アスペルガーの人のパートナーをカサンドラ症候群と言ったりしますが、すごく傷ついている状況にあります。パートナーも孤独感で視野が狭くなっているので、まずこの孤独感から回復することが大事です。アスペルガーの人と付き合う人は共感力が強いことが多く、それゆえ苦しんでいたりします。可能であれば、ご両親や他の家族、自助団体、福祉、医療などとチームを作ること、自分一人で抱えないことが大事です。
それから、ASDという病気への理解も大事です。どうしてあの人に伝わらないのだろう、自分の言い方が悪いのだろうかと自分を責めたりすることが多いのですが、ASDの特徴だと理解していきましょう。

また、ASDの理解はプロでも難しく、医師から奥さんが悪いと叱られたように感じて傷ついている人も結構います。ドクターはこう言っているけど、話半分に聞いておこうくらいの図々しさがあるくらいでちょうど良いです。
相手と共感してくっついてしまっている場合が多いので、一旦距離を持って冷静に相手を分析して行くことを心がけましょう。
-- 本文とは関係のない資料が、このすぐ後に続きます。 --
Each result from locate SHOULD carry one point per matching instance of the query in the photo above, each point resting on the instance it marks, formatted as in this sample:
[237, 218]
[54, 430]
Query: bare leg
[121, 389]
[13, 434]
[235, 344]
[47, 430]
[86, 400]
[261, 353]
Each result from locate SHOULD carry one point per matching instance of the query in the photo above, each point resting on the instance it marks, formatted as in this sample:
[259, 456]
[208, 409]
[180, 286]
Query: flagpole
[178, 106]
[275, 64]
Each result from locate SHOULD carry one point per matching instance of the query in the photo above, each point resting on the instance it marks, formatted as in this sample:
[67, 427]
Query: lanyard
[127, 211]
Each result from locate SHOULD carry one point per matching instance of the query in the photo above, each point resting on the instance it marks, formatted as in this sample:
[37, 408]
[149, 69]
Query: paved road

ASDの凹凸は人によって違います。ですので、ASDの理解と言ってもその人にあった理解が大事です。生活においては具体的な解決策を増やすようにしてみましょう。「出かけるときには声を掛けてね」「10万円以上のものを買うときは相談してね」など具体的なルールを10個くらい決めれば、臨床上の問題にならなかったりすることも多いです。
否認が強いので、ああしなさいこうしなさいと言っても相手は混乱するだけです。北風と太陽のように優しく見守ります。長期戦なので疲れないようにしながらやっていくことが大事です。